Ms. Ruiz Copete hopes to see women climb the ranks of the Church and would welcome eventually the election of a female pope.
Ms. Vilches, on the other hand, insisted that she would never challenge the Vatican and described as “completely inappropriate” the idea of having women serve as Catholic priests. “We remain obedient and have absolutely no intention in intervening in what our pope orders,” she added.
Even so, changes in Seville are also prompting some of the male faithful to yearn for greater flexibility from the Vatican. Jesús Gútierrez Gómez, the ailing senior brother of Los Javieres, said that “Seville is giving a small example in terms of promoting women, but major changes often come from such small beginnings.” He added: “I think the church should make more room for women, even if it is really not for me to decide how much.” More broadly, he suggested, “the church needs to consider why, despite doing such a huge amount of charity work, it is generating so much resentment and even sometimes hatred.”
Following the archbishop’s decree, Ms. Ruiz Copete said that she was confident that any hostility toward women within the most conservative brotherhoods had come to an end.
Corroborating that view, Luis Miguel Onieva, the senior brother in another congregation, the Brotherhood of the Sacred Burial, said that he would have voted against allowing women to join his procession for the first time this year but “the archbishop’s decree changes everything and we have enough humility to recognize our mistake, since we are here to follow the orders and the guidance of our church.”
Mr. Onieva said that his reluctance to allow women in his brotherhood’s procession was not based on discrimination but “on a profound respect for maintaining our traditions.” He added: “There was no need to change things since there was absolutely no dispute within our brotherhood, but this has been completely blown out of proportion by outsiders. Had this been the other way round, with a sisterhood in this city that had not allowed men, I’m sure that nobody would have kicked up a fuss and men would simply have joined other brotherhoods.”
As to her own choice of brotherhood, Ms. Ruiz Copete, who is 50, said that she had felt from an early age inspired by the Brotherhood of Silence, whatever its stance toward women and despite the allegiance of her family to another, more lenient brotherhood. Offering a less spiritual comparison to explain her calling, she said that it was “a bit like wanting to root for a football team when your family and everybody else tells you to support another.”
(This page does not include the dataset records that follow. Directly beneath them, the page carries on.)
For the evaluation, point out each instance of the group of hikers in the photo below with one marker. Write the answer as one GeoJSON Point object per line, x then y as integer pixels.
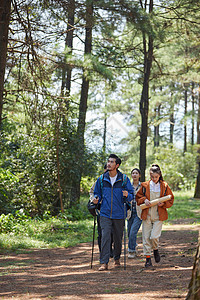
{"type": "Point", "coordinates": [116, 199]}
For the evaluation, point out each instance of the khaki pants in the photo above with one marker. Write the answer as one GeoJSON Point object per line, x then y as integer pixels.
{"type": "Point", "coordinates": [151, 228]}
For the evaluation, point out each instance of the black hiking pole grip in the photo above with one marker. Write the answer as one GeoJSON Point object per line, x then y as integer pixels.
{"type": "Point", "coordinates": [93, 241]}
{"type": "Point", "coordinates": [124, 198]}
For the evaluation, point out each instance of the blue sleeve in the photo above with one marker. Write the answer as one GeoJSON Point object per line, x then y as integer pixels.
{"type": "Point", "coordinates": [97, 189]}
{"type": "Point", "coordinates": [129, 188]}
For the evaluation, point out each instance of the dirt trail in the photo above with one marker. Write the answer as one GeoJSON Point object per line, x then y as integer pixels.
{"type": "Point", "coordinates": [66, 273]}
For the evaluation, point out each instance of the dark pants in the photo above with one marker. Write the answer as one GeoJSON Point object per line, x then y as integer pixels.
{"type": "Point", "coordinates": [109, 226]}
{"type": "Point", "coordinates": [100, 235]}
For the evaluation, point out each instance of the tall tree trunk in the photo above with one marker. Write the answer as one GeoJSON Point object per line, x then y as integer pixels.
{"type": "Point", "coordinates": [197, 186]}
{"type": "Point", "coordinates": [67, 70]}
{"type": "Point", "coordinates": [172, 121]}
{"type": "Point", "coordinates": [185, 122]}
{"type": "Point", "coordinates": [194, 285]}
{"type": "Point", "coordinates": [5, 9]}
{"type": "Point", "coordinates": [75, 192]}
{"type": "Point", "coordinates": [144, 101]}
{"type": "Point", "coordinates": [157, 127]}
{"type": "Point", "coordinates": [193, 113]}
Indeed, Ms. Ruiz Copete’s sister, María Victoria, said that she was delighted that her sister’s uphill struggle for equal treatment would end with the procession on Friday: “I could never understand why my sister, being so tolerant and liberal, would want to be in the kind of brotherhood where some people pretended that she did not even exist.”
More tolerance toward women has also helped bolster the membership of brotherhoods like Los Javieres, which now is about 40 percent women.
“I chose them because they had decided to allow women in their procession and because they impose silence,” said Fatima Delgado, who joined 20 years ago.
In fact, there are several differences in the rules that brotherhoods set for the Holy Week procession. The strictest ones, for instance, impose a minimum age to ensure that their penitents are disciplined enough to maintain complete silence, as well as keep staring straight ahead, as they march for as long as 14 hours to the sound of drums and trumpets. Others, however, allow their procession to turn much more into a gathering of family and friends, with participants chattering as they escort their holy images and statues around Seville.
On Tuesday, however, the procession plans of Los Javieres and several other brotherhoods were ruined by intermittent downpours that added to the intense and emotional atmosphere of the day. After a long wait, Ms. Vilches told her penitents to get ready to march out of their church, triggering wild applause. Twenty minutes later, she was back at the altar to cancel the procession because the rain had returned — this time prompting tearful embraces among disillusioned brothers.
“However hard we pray to make our wishes come true, it is always God who ends up deciding,” she said.